The first thing I would say is that this would only come about, I believe, if there were agreement among provinces and territories and the federal government that this was desirable. Each province and territory—as is the case in other jurisdictions in the United States and internationally where physician-assisted dying is provided for—would have its own machinery for collecting data and looking back at cases of physician-assisted dying when those have occurred. In any event, in various jurisdictions deaths already need to be recorded, and they are the subject, at least, of statistical reports.
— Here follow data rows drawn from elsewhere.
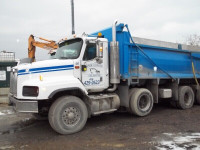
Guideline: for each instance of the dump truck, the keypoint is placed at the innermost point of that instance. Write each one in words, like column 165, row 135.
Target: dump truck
column 103, row 72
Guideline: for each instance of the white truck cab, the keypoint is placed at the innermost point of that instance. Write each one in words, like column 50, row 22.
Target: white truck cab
column 66, row 87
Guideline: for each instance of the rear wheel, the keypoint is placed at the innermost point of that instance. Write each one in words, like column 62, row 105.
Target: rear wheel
column 186, row 97
column 141, row 102
column 68, row 115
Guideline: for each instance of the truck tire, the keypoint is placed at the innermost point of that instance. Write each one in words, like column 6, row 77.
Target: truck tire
column 198, row 97
column 141, row 102
column 68, row 114
column 130, row 93
column 186, row 97
column 174, row 104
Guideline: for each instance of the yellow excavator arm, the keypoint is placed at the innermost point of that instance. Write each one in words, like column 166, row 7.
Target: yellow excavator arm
column 32, row 44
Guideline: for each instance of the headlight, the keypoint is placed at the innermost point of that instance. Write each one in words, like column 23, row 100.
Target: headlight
column 31, row 91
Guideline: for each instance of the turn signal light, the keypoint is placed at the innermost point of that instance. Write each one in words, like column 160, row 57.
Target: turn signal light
column 41, row 78
column 77, row 67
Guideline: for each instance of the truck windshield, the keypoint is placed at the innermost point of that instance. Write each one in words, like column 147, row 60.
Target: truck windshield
column 69, row 49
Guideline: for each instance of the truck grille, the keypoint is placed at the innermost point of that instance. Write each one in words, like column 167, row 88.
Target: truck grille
column 13, row 83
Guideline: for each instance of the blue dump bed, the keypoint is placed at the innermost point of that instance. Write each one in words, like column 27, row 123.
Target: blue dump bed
column 147, row 61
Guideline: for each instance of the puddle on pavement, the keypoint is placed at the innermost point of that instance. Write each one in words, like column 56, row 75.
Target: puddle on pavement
column 6, row 112
column 180, row 141
column 23, row 124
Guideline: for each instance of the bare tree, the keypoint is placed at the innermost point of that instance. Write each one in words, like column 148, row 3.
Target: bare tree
column 193, row 39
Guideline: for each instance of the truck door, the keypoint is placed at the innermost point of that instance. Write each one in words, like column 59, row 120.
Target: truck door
column 95, row 66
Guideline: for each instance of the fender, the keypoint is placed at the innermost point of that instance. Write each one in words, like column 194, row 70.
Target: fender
column 65, row 89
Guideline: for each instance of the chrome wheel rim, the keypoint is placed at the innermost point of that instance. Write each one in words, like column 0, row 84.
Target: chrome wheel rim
column 144, row 102
column 71, row 116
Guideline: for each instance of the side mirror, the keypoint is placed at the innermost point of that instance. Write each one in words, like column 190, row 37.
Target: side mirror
column 99, row 49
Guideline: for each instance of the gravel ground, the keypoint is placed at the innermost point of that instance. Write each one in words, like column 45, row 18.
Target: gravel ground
column 165, row 128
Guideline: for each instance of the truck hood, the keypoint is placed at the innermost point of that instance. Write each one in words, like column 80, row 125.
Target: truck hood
column 45, row 65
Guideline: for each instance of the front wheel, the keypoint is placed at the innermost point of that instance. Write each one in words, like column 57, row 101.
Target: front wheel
column 68, row 115
column 141, row 102
column 186, row 97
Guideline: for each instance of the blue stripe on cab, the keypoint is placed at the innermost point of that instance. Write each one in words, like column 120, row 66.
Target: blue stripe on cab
column 46, row 69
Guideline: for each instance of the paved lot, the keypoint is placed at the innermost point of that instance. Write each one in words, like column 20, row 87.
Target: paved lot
column 164, row 128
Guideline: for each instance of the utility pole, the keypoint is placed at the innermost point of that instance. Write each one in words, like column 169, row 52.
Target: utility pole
column 72, row 9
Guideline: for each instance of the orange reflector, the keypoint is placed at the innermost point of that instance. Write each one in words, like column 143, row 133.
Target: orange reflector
column 77, row 67
column 101, row 49
column 99, row 34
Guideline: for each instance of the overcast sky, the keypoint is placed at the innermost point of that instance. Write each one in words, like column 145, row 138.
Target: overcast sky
column 168, row 20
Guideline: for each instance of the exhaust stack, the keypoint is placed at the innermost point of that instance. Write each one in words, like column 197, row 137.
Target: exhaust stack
column 114, row 60
column 72, row 9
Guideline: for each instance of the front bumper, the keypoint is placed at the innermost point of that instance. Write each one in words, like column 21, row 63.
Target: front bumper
column 24, row 106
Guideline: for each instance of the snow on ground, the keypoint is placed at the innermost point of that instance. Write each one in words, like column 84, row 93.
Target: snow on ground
column 180, row 141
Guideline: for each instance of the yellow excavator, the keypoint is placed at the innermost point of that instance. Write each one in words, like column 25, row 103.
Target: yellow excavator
column 32, row 44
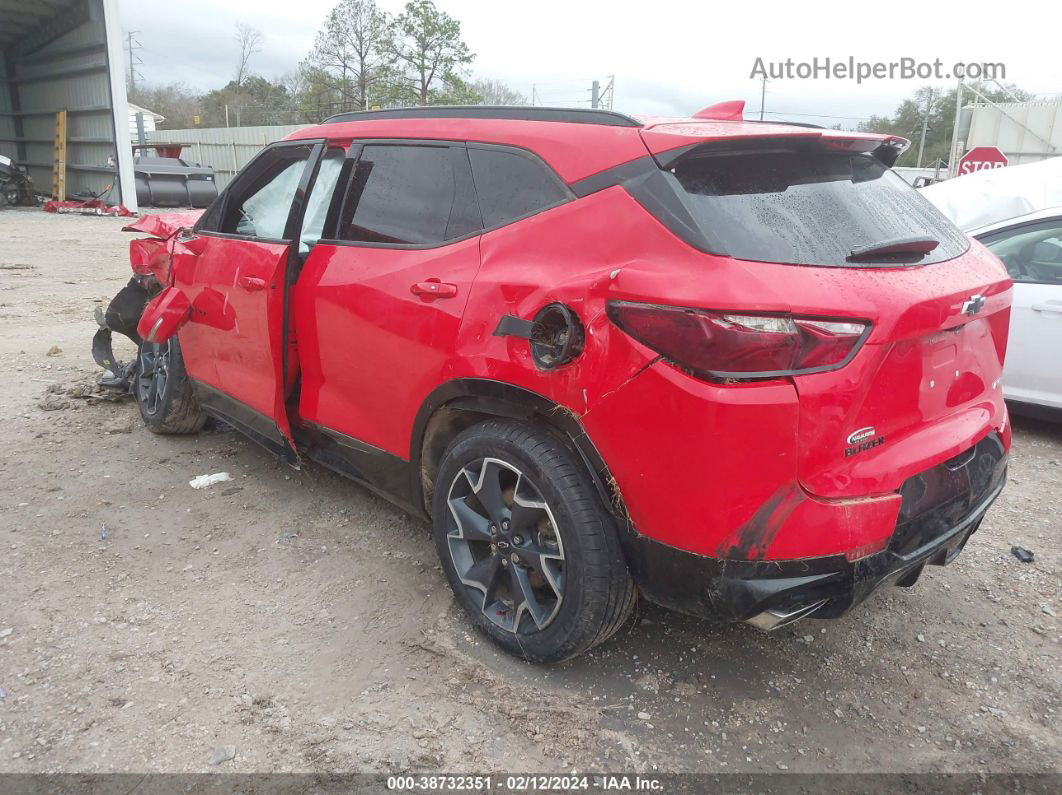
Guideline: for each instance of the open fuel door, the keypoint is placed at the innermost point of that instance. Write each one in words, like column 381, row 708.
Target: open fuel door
column 233, row 269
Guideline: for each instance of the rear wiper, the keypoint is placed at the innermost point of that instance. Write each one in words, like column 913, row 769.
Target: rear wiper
column 895, row 247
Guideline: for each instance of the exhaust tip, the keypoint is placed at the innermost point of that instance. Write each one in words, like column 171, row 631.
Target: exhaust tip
column 769, row 620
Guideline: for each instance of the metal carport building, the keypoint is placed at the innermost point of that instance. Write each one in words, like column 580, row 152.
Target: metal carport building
column 66, row 55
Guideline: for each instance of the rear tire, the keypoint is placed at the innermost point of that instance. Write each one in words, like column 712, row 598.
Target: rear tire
column 163, row 391
column 528, row 548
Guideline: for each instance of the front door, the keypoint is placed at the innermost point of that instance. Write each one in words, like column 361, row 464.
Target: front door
column 234, row 275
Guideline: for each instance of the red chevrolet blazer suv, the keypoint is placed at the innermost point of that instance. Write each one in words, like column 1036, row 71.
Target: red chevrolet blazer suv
column 740, row 368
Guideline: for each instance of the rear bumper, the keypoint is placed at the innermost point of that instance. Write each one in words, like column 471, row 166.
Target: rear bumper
column 768, row 593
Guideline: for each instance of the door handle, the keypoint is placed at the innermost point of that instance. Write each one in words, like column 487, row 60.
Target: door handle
column 433, row 289
column 251, row 282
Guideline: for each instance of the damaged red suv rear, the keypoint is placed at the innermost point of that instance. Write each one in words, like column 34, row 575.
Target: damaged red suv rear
column 740, row 368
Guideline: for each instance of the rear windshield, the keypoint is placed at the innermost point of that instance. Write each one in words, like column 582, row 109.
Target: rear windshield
column 806, row 206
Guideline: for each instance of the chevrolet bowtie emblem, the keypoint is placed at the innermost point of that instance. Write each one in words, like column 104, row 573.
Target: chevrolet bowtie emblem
column 973, row 305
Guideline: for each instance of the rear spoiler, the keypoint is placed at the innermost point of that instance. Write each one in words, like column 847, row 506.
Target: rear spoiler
column 886, row 149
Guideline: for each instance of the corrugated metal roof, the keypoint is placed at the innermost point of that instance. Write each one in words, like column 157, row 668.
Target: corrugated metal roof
column 58, row 52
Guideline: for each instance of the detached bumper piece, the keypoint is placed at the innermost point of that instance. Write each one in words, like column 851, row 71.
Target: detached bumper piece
column 121, row 315
column 941, row 508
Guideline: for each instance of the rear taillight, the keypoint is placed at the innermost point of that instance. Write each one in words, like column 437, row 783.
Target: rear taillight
column 740, row 346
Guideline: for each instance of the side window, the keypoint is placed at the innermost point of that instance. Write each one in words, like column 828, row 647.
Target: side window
column 258, row 201
column 320, row 200
column 1031, row 253
column 511, row 186
column 406, row 194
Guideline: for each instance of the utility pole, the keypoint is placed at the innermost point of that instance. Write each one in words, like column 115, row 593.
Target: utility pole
column 925, row 126
column 953, row 159
column 133, row 46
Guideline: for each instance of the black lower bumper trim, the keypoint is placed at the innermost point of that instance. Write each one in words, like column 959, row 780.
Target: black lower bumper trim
column 737, row 590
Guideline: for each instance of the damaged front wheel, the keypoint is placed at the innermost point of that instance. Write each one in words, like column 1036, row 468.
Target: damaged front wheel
column 164, row 392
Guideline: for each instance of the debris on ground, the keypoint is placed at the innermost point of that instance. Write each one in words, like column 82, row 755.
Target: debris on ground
column 1022, row 554
column 205, row 481
column 224, row 754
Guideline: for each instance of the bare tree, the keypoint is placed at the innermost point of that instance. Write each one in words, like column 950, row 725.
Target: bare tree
column 250, row 40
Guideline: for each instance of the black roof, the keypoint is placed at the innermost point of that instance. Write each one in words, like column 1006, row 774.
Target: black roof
column 517, row 113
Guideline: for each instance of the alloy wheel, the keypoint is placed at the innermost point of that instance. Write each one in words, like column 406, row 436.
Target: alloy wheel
column 506, row 546
column 153, row 375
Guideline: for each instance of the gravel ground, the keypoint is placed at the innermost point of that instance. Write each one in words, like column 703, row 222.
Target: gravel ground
column 291, row 621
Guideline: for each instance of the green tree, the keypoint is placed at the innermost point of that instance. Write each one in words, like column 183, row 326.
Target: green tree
column 906, row 121
column 431, row 53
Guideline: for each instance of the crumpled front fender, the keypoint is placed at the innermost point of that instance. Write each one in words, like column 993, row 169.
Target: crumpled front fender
column 164, row 315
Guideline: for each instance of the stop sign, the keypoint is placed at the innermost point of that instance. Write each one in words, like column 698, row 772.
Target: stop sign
column 981, row 157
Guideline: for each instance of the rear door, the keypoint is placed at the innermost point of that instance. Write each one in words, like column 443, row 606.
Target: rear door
column 1032, row 254
column 378, row 306
column 826, row 230
column 234, row 274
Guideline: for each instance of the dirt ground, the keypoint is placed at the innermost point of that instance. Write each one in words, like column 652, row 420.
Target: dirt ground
column 295, row 622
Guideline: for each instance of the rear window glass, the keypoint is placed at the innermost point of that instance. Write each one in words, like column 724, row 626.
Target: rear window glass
column 805, row 206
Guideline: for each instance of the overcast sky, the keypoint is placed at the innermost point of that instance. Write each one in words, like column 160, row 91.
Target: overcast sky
column 668, row 56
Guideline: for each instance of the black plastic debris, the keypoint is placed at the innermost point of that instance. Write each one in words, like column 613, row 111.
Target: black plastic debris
column 1022, row 554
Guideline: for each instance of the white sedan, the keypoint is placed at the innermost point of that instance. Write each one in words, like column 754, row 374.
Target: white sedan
column 1016, row 212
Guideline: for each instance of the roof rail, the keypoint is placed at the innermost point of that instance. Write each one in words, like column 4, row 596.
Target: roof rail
column 515, row 113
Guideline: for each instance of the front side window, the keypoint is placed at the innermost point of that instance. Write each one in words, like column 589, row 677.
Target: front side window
column 806, row 206
column 405, row 194
column 1031, row 252
column 258, row 202
column 320, row 199
column 512, row 186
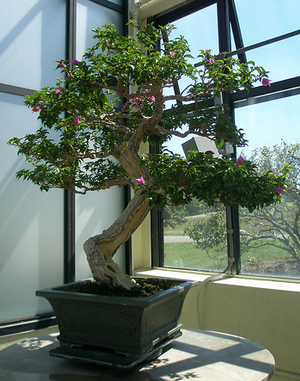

What would be of interest here, and I expect that we will talk about this at the federal-provincial-territorial working group table, is whether there is interest in an aggregated oversight function. While it is possible that Health Canada could take on that function, I think it would likely make more sense for some sort of arm's-length capacity to pursue it and for it to be done in conjunction with the existing health data and statistics agencies, such as Statistics Canada, the Canadian Institute for Health Information, and so on.
I think that at this point it is certainly not a proposition that Health Canada has imagined we would pursue unilaterally. However, it seems that in the report there is some very strong interest in having what I'll call an oversight mechanism, but it would also be a body that would collect information about cases of physician-assisted dying that have taken place in the country with a view to examining the circumstances and helping to get at some of these issues, such as how one defines an “irremediable” condition, whether or not there is guidance for practitioners that could be elaborated upon, and so on.
I think we would see it as something that could be useful, particularly in the early days of a physician-assisted dying regime being in place in Canada.